“Autonomia sì, ma non così come era stata voluta dal parlamento. È comunque positiva questa sentenza della corte costituzionale perché consente una maggiore ponderazione su materie delicatissime, che rischiavano seriamente di spaccare, in maniera irreversibile e dannosa, l’Italia”. È il commento dell’ex consigliere comunale, Salvo Sorbello, dopo lo stop della Consulta a sette profili della legge sull’Autonomia: dai Livelli essenziali di prestazione (Lep) alle aliquote sui tributi.

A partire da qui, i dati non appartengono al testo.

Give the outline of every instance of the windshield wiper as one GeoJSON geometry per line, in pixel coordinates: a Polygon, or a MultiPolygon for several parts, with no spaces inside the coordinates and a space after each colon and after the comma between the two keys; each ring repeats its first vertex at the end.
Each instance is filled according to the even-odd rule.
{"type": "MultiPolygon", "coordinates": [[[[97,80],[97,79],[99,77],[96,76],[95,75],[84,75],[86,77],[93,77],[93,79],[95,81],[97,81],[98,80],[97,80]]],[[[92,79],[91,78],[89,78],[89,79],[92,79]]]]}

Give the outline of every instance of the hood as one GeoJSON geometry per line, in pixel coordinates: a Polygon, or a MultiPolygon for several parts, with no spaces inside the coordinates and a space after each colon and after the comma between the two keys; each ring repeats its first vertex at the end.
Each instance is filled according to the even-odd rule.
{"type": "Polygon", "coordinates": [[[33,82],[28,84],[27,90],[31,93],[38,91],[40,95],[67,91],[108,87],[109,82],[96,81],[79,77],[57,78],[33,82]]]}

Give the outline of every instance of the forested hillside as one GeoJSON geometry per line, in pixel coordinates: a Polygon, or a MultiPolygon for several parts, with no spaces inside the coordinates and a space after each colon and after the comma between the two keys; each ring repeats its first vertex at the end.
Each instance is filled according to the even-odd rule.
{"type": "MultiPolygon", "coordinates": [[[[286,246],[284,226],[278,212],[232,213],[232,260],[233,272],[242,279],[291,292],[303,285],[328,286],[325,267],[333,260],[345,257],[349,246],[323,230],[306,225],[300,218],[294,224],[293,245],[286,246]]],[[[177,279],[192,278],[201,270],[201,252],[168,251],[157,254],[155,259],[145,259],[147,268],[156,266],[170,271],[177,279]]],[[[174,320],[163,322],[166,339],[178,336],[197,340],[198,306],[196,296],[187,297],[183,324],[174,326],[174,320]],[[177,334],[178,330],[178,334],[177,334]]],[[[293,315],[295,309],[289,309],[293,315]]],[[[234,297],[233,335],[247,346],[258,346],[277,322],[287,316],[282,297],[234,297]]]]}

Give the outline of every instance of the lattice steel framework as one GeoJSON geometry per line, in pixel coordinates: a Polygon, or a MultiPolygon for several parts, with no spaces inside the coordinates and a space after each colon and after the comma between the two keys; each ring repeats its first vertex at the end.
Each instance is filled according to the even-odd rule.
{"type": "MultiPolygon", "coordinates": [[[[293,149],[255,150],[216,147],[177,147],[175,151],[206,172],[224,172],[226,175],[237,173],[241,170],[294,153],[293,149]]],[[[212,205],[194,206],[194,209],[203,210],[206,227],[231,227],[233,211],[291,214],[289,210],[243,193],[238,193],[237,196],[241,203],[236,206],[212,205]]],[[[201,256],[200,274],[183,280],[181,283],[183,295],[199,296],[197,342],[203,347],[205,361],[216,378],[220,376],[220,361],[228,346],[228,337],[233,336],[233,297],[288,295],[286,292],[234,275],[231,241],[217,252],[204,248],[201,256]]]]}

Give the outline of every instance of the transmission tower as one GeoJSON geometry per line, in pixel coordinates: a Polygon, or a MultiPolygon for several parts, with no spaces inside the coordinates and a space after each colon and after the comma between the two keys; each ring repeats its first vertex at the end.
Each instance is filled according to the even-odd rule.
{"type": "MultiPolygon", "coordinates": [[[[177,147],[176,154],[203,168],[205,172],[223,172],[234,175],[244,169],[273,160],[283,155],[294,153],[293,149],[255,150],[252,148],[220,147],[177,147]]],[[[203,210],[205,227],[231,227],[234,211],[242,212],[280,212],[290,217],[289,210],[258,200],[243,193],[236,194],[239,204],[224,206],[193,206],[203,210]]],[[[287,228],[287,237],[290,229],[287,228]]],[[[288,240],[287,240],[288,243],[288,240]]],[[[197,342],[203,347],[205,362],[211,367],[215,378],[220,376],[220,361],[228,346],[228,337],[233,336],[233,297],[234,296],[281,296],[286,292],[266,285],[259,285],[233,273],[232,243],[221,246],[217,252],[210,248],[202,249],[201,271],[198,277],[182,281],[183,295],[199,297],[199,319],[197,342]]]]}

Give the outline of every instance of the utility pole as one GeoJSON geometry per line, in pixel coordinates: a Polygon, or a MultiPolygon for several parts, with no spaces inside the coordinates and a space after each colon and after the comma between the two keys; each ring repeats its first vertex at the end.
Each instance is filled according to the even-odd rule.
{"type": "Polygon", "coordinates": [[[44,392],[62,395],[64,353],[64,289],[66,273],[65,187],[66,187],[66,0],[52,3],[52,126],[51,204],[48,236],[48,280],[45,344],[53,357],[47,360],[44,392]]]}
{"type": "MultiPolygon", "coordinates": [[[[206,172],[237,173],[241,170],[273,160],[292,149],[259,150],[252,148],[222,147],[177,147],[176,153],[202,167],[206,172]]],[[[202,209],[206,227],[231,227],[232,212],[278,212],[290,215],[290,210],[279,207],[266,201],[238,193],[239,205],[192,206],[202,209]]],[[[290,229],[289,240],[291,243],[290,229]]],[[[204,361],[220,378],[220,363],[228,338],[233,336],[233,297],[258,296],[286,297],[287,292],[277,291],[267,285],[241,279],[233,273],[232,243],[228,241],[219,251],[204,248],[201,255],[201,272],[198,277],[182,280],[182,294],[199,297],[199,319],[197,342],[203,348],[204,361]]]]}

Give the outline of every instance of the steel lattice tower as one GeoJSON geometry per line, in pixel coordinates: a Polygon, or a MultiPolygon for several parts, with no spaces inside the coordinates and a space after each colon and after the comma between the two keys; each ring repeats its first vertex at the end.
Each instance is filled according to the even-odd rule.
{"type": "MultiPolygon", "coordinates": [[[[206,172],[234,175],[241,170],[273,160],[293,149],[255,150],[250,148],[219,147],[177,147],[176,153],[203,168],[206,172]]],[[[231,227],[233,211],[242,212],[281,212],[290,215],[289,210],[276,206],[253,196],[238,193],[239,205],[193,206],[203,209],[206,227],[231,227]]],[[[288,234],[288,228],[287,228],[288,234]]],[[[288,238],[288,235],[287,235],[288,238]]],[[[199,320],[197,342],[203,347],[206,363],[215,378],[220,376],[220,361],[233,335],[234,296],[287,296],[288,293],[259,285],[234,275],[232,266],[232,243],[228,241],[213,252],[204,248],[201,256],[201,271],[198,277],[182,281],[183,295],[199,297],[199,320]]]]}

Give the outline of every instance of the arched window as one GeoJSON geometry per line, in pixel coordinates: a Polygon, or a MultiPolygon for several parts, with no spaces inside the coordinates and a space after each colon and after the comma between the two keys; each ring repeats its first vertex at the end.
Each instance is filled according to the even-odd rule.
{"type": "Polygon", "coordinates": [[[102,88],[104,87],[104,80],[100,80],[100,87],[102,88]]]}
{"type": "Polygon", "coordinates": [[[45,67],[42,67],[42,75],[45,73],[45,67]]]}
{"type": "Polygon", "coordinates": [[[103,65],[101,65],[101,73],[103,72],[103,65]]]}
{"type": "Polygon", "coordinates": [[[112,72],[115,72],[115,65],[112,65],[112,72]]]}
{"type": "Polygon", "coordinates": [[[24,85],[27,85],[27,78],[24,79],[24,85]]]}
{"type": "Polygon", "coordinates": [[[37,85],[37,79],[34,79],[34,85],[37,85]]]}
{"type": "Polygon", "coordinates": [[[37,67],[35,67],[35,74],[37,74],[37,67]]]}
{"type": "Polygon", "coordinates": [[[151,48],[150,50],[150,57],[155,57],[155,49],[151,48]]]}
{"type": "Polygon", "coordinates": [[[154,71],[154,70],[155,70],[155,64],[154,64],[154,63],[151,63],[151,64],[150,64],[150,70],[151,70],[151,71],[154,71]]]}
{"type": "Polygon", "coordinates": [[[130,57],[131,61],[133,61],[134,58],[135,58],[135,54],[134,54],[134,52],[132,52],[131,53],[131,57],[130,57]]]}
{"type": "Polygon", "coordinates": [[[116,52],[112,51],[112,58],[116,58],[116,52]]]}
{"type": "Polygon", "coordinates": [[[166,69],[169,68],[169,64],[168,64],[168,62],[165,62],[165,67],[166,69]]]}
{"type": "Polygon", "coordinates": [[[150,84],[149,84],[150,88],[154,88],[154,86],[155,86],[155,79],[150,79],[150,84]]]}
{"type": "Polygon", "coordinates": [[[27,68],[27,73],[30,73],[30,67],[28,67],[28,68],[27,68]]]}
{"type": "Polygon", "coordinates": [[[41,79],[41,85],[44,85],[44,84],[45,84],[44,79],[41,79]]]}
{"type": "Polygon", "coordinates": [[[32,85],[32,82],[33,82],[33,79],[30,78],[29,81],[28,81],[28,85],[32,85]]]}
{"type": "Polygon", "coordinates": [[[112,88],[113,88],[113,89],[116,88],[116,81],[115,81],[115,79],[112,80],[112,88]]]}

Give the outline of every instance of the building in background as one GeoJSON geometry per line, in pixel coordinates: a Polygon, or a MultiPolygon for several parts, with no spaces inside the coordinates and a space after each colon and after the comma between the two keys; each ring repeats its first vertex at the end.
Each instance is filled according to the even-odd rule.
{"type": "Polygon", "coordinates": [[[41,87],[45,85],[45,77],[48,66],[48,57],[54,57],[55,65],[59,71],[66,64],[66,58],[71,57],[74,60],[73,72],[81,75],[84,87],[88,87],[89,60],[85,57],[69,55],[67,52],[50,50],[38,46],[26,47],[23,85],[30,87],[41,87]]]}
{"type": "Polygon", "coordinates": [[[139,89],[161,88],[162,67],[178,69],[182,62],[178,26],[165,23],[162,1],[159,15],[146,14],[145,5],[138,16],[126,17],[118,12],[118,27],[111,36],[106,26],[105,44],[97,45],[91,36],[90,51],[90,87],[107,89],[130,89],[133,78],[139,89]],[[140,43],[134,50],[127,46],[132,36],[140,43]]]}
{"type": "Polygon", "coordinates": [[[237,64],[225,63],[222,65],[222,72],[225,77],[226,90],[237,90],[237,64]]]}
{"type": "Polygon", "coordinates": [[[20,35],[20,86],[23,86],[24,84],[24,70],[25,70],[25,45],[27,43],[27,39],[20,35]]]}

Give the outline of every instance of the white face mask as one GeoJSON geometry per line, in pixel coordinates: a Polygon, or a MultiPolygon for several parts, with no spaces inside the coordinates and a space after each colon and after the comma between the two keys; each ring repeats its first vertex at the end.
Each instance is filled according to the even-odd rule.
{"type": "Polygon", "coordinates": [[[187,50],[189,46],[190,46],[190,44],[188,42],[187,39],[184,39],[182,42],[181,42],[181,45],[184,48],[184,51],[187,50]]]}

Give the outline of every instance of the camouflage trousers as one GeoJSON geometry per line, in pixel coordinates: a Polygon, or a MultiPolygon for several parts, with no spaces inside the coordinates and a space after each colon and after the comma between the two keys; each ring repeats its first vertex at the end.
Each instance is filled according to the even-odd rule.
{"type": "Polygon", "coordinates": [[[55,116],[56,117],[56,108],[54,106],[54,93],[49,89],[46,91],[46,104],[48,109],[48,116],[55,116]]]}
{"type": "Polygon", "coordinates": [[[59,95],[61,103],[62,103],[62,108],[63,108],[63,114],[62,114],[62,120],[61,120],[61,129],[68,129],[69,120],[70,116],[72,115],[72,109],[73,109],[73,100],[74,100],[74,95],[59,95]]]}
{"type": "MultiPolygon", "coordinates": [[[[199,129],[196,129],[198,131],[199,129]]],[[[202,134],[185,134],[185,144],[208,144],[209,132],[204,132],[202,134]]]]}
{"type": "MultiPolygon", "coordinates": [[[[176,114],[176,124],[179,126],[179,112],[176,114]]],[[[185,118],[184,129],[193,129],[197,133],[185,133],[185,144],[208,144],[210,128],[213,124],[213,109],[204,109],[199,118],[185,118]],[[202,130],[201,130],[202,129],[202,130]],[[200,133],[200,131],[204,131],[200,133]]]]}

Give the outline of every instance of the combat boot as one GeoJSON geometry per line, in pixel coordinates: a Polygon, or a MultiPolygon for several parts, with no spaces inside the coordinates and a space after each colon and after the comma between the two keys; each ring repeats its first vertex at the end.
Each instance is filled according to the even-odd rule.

Tra i sette profili della legge ritenuti incostituzionali c’è la previsione che sia un decreto del presidente del Consiglio dei ministri a determinare l’aggiornamento dei Lep. Bocciato anche il conferimento di una delega legislativa per la determinazione dei Lep sui diritti civili e sociali senza idonei criteri direttivi con la “conseguenza che la decisione sostanziale viene rimessa nelle mani del Governo, limitando il ruolo costituzionale del Parlamento“. Stop inoltre alla possibilità di modificare, con decreto interministeriale, le aliquote della compartecipazione al gettito dei tributi erariali, prevista per finanziare le funzioni trasferite in caso di scostamento tra il fabbisogno di spesa e l’andamento dello stesso gettito perché “potrebbero essere premiate proprio le regioni inefficienti che – dopo aver ottenuto dallo Stato le risorse finalizzate all’esercizio delle funzioni trasferite – non sono in grado di assicurare con quelle risorse il compiuto adempimento delle stesse funzioni”. Ma al di là delle bocciature, comunque importanti, la Corte rimette al centro il principio di sussidiarietà.
E sottolinea che la distribuzione delle funzioni legislativa e amministrative tra Stato e Regioni non deve “corrispondere all’esigenza di un riparto di poteri tra i diversi segmenti del sistema politico” ma deve avvenire “in funzione del bene comune della società e della tutela dei diritti garantiti dalla nostra Costituzione”. È, dunque, “il principio costituzionale di sussidiarietà che regola la distribuzione delle funzioni tra Stato e regioni”. Per questo l’Autonomia “deve essere funzionale a migliorare l’efficienza degli apparati pubblici, ad assicurare una maggiore responsabilità politica e a meglio rispondere alle attese e ai bisogni dei cittadini”. La decisione della Corte è arrivata al secondo giorno di Camera di consiglio, che si è riunito dopo la maxi udienza pubblica di martedì. C’è stata una discussione ampia e articolata e si è arrivati a una piena condivisione che ha portato a un accordo senza spaccature. La sentenza verrà depositata nelle prossime settimane e peserà inevitabilmente anche sui quesiti referendari. Non tanto su quello abrogativo della legge ma sugli altri che la Cassazione stessa potrebbe riformulare oppure dichiarare superati.
“Particolarmente importante – chiosa Sorbello – la decisione di non accentrare la scelta più importante, quella relativa ai Lep (Livelli essenziali delle prestazioni per i diritti sociali e civili), solo nelle mani del governo. Ben sette comunque i punti che risultano incostituzionali, tra cui la pronuncia della Corte che ritiene improprio che la legge Calderoli venga applicata alle richieste di autonomia che potrebbero provenire dalle regioni a statuto speciale, che invece hanno la possibilità di attivare la procedura seguendo il proprio Statuto, che purtroppo in Sicilia resta colpevolmente in gran parte ancora inapplicato. Con questa parziale bocciatura dell’autonomia differenziata restano comunque in piedi alcune questioni di merito. Solo quando sarà pubblicata la sentenza definitiva si potrà capire che fine farà il referendum abrogativo.